Wanita kurus berambut platinum blonde di depannya tertawa. "Oh my, jadi dari tadi kau memikirkan itu?" Tawa itu berubah jadi senyuman lembut, tatapannya ikut tertuju ke akuarium. "Baru-baru ini keponakanku datang berkunjung dan membawakan ikan-ikan itu."

"Dulu ikannya cuma lima." Rafisqi menyentuh pinggiran kaca akuarium. Seekor ikan berwarna merah langsung berenang mendekati jarinya. "Setidaknya sekarang akuarium dokter jadi nggak terlalu sepi."

"Sedikit perubahan ternyata bagus juga, bukan?" Wanita berusia 50 tahunan itu meraih cangkir teh di atas meja dan menyesap isinya perlahan. Sepasang matanya yang berwarna biru pucat tetap tidak lepas dari Rafisqi. "Well, perubahan yang besar pun sebenarnya juga nggak buruk, sih."

Wanita itu kembali tersenyum, semakin mempertegas kesan keibuan yang dimilikinya. Bukan hanya ruangan ini yang nyaris tidak berubah, tapi juga wanita di hadapan Rafisqi. Dokter Mikaela masih tetap sama seperti dulu.

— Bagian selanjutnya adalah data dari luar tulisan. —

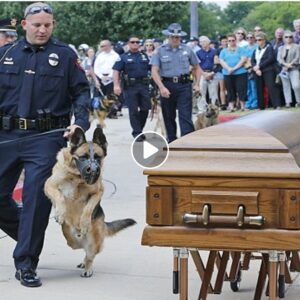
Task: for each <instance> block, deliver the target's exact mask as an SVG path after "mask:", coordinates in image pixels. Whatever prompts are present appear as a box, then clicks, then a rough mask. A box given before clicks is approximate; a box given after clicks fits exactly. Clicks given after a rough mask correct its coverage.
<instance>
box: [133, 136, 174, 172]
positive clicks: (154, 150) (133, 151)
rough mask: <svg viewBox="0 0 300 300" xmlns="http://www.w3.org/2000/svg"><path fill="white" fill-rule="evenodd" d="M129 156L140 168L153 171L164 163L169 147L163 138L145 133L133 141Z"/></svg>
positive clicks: (166, 158) (136, 137) (139, 136)
mask: <svg viewBox="0 0 300 300" xmlns="http://www.w3.org/2000/svg"><path fill="white" fill-rule="evenodd" d="M131 154H132V157H133V159H134V161H135V162H136V163H137V164H138V165H139V166H140V167H142V168H145V169H154V168H157V167H159V166H160V165H162V164H163V163H164V162H165V161H166V159H167V157H168V154H169V146H168V143H167V141H166V139H165V138H164V137H163V136H161V135H160V134H158V133H156V132H154V131H147V132H144V133H143V134H140V135H138V136H137V137H136V138H135V139H134V141H133V143H132V145H131Z"/></svg>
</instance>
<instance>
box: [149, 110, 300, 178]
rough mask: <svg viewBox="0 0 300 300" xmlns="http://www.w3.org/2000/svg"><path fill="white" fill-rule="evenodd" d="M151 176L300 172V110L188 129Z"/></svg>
mask: <svg viewBox="0 0 300 300" xmlns="http://www.w3.org/2000/svg"><path fill="white" fill-rule="evenodd" d="M169 146H170V154H169V157H168V159H167V161H166V163H165V164H164V165H162V166H161V167H159V168H157V169H152V170H146V171H145V172H144V173H145V174H148V175H169V176H181V175H184V176H198V175H199V176H222V177H224V176H241V177H293V178H299V177H300V168H299V165H300V113H294V112H288V111H261V112H257V113H253V114H249V115H247V116H245V117H242V118H239V119H236V120H234V121H231V122H227V123H222V124H219V125H216V126H212V127H208V128H205V129H202V130H198V131H195V132H193V133H191V134H188V135H186V136H184V137H182V138H180V139H178V140H176V141H174V142H172V143H171V144H170V145H169Z"/></svg>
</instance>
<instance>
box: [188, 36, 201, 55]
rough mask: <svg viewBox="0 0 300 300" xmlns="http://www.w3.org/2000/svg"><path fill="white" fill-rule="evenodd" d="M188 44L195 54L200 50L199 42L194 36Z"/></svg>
mask: <svg viewBox="0 0 300 300" xmlns="http://www.w3.org/2000/svg"><path fill="white" fill-rule="evenodd" d="M188 44H189V46H190V47H191V49H192V50H193V51H194V52H195V53H196V52H197V51H199V50H200V47H199V41H198V39H197V38H196V37H194V36H192V37H191V38H190V42H189V43H188Z"/></svg>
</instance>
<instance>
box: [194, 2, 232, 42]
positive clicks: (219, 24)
mask: <svg viewBox="0 0 300 300" xmlns="http://www.w3.org/2000/svg"><path fill="white" fill-rule="evenodd" d="M198 9H199V19H200V20H199V27H200V30H199V32H200V35H206V36H208V37H209V38H211V39H217V38H218V36H219V35H220V34H226V33H227V32H229V31H230V27H229V24H228V22H227V21H226V18H225V14H224V12H223V11H222V10H221V8H220V6H219V5H217V4H214V3H208V4H206V3H203V2H201V3H200V5H199V7H198Z"/></svg>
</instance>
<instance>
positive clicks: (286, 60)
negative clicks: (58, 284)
mask: <svg viewBox="0 0 300 300" xmlns="http://www.w3.org/2000/svg"><path fill="white" fill-rule="evenodd" d="M277 60H278V62H279V64H280V65H281V66H282V71H281V72H280V74H279V76H280V78H281V81H282V86H283V93H284V99H285V106H286V107H290V106H291V103H292V93H291V86H292V88H293V90H294V94H295V98H296V102H297V103H296V106H297V107H300V75H299V74H300V73H299V66H300V45H297V44H295V43H294V40H293V33H292V32H291V31H290V30H286V31H285V32H284V45H283V46H282V47H280V48H279V50H278V56H277Z"/></svg>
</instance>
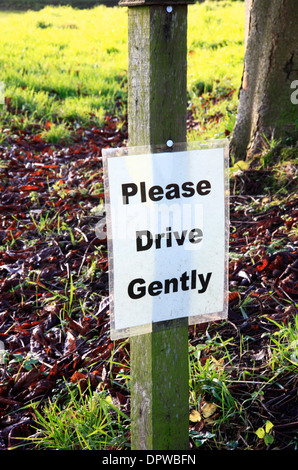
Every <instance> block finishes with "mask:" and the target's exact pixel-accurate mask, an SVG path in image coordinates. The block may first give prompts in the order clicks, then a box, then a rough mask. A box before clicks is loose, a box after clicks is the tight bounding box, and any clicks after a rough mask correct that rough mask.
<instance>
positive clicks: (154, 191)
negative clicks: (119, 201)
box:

"You've changed a lot, my child."

"For the worst?"

Rafisqi tertawa kecil. Sejak tadi dia berusaha menemukan perubahan sekecil apa pun dari ruangan tersebut. Di luar dugaan, wanita paruh baya itu justru berkomentar terang-terangan kalau dia-lah yang sudah banyak berubah. Tapi, sepertinya memang benar. Sudah terlalu banyak yang berubah pada dirinya.

"Maaf, Dok, akhirnya aku tetap kembali ke ruangan ini."

Dokter Mikaela merupakan psikiater yang membantu Rafisqi selama lima tahun masa-masa tergelapnya. Dia merangkap dosennya Syila ketika kuliah dan melalui kakaknya itu juga-lah Rafisqi berkenalan dengannya. Kembali lagi ke tempat ini setelah dinyatakan sembuh tiga tahun yang lalu ... Rafisqi merasa seperti sudah menyia-nyiakan jerih payah dokter Mikaela untuk menyembuhkannya.

"It's not like that." Dokter Mikaela menggeleng. "Tahu apa bedanya kau yang sekarang dengan kau delapan tahun yang lalu?"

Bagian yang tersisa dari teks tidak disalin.